(Subtitle: hit the deck. She's baring her soul again.)
Ok. So, it's late here. I need to be in bed. But I can't sleep. Because I'm writing a dang blog post in my head.
Better out than in, as Shrek would say.
Some people who know me personally might think I'm relieved that the church is closing. I've spent parts of the last few years discouraged about our lack of growth. I'm a VERY impatient person. I want things to happen, like, yesterday. And when they don't, I start doubting.
God. Myself. My husband's concern for our family's best interests.
In the last post, I commented that I was having to trust in God and in Jason's ability to hear from Him. Now, don't get me wrong - I don't think that God is any respecter of persons. I think I can hear from Him just as well as Jason can.

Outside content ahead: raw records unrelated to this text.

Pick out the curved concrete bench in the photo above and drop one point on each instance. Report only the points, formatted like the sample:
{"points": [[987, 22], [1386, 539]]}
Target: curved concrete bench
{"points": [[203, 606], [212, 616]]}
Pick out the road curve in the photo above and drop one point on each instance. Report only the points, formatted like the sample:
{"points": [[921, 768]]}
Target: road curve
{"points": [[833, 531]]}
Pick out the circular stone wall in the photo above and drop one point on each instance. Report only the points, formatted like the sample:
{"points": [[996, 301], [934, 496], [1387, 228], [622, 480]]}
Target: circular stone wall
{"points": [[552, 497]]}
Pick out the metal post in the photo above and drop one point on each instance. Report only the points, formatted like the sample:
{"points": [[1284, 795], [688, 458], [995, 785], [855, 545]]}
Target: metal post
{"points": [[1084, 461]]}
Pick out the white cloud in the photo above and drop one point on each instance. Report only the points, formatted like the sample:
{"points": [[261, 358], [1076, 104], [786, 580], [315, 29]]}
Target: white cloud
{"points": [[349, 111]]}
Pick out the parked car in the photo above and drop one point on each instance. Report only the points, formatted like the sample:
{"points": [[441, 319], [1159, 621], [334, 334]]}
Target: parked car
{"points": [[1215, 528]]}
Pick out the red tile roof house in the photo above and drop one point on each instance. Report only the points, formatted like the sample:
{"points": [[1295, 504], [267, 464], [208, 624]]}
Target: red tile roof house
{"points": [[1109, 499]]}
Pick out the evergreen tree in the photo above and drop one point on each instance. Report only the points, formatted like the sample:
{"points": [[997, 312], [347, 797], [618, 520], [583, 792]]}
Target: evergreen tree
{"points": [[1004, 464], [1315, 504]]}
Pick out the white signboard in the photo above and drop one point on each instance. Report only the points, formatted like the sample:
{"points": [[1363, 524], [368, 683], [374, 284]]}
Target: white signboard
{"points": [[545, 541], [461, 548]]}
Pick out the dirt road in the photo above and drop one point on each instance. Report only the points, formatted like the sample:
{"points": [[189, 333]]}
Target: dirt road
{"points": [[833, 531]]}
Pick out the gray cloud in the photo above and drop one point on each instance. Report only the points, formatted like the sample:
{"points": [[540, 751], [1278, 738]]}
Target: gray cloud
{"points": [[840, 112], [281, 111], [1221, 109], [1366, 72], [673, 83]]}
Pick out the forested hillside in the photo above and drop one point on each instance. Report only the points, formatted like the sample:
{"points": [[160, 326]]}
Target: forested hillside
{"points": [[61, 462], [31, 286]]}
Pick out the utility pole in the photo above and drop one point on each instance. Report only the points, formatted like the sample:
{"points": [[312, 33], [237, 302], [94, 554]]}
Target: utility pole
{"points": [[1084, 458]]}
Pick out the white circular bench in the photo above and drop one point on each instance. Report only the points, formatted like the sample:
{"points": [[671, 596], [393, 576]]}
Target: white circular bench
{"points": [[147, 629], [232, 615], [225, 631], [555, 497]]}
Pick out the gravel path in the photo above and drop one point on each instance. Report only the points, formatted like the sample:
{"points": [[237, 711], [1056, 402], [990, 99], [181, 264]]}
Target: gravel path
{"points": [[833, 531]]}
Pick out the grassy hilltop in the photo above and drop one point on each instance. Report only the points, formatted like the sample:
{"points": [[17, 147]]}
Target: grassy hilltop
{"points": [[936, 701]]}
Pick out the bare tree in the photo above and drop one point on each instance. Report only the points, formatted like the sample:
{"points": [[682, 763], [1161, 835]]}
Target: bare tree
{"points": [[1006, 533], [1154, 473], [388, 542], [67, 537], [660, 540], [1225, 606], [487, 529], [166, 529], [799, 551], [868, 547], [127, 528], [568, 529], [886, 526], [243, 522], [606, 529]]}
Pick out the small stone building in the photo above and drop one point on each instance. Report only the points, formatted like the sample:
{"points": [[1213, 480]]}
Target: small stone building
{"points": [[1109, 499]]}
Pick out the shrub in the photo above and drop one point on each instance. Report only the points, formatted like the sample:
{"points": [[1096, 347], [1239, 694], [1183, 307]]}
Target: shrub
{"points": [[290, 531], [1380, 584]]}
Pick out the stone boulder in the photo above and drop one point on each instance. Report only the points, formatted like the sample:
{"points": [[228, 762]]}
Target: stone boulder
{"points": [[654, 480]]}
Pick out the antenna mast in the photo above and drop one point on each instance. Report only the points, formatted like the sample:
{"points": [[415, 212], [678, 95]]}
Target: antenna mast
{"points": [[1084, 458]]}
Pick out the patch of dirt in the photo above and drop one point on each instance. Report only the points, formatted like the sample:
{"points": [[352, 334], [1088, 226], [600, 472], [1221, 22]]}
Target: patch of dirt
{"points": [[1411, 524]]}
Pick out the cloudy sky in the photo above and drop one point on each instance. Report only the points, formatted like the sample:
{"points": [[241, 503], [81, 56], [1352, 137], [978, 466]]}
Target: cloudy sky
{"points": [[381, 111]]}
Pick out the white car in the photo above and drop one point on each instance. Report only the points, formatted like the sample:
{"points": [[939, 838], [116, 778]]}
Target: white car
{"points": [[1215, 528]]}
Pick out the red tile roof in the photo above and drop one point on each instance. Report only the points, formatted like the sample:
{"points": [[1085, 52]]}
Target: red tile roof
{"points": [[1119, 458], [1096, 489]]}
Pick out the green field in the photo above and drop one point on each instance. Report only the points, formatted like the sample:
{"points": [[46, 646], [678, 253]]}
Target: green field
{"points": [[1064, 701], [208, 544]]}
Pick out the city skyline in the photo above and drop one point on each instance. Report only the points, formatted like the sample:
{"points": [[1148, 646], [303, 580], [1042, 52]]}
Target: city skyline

But, I also know that Jason isn't like me. He's calm. Oh my gosh, is he ever. He's the complete opposite of me. While I'm sitting at work today having an anxiety attack, wondering what we're going to do next, Jason isn't bothered. He knows that God will take care of us, and show us what we're going to do next.
I know that if I'm the one making this decision, not only am I likely to get impatient and make the wrong one, I'll end up second guessing it and driving myself and everyone around me up the wall.
And I wonder if this is all my fault. Did I have enough faith? Did I work hard enough to bring people into the church? Was I friendly enough to visitors when they came in?
It's just like 2002 all over again - that was the year Jason and I lost our jobs, both connected to the church, within three days of each other. In hindsight, I know that it wasn't our fault. There were, literally, people plotting to get us out of the way. (A conspiracy!)
And, I've spent lots of time second guessing our decision to come out here to live. Because Jason was so paralyzed with hurt over what had happened to us, he couldn't make any decision at all. He spent six weeks trying in vain to find a job. We even went and interviewed at a church, only to realize that what they wanted wasn't what we could offer. So I told him that I didn't know what he was going to do, but the baby and I were coming to Mississippi.
Did God take care of us after we got out here? Sure He did. Even when it came to church. For the first year, we attended a great church half an hour from here that helped us to heal and grow so that we could get past the hurt we'd suffered. Once I was once again under solid biblical teaching, I realized that in our old church situation, so much emphasis had been placed on the wrong things that I was starving spiritually. I was chasing after the wrong things, things that were temporary, because that's what the leadership at that church was doing. And Jason and I were part of that leadership.
When we were married, I thought I knew how our life was going to turn out. (Yeah, don't we all?) After four years, that life I thought I was going to have was gone - through no fault of our own.
Will we ever get back to that place where church is the ONLY thing in our lives? Where the ONLY people we know are in the church? I don't know. I don't know if Jason will ever be full-time staff at a church again. I don't know if I'll ever be identified as a minister's wife again. At this point, I can't even wrap my mind around starting over at a new church, with a new group of people. And having to explain to them how we ended up here.
Although Jason wouldn't agree with me on this point, I find it rather humiliating, like we've failed. I read our college alumni magazine, and see the great things that our schoolmates are doing for God, and I wonder - what did we do that was so wrong, that we've been denied success in that arena?
Maybe what I need to come to grips with is not just my concept of what "church" is - because "church as usual" isn't sounding real appealing to me right now. Maybe I need a new perspective on what "success" is too.
Don't worry - I don't expect to be on this train of thought any longer.
I just needed to get a few things off my chest.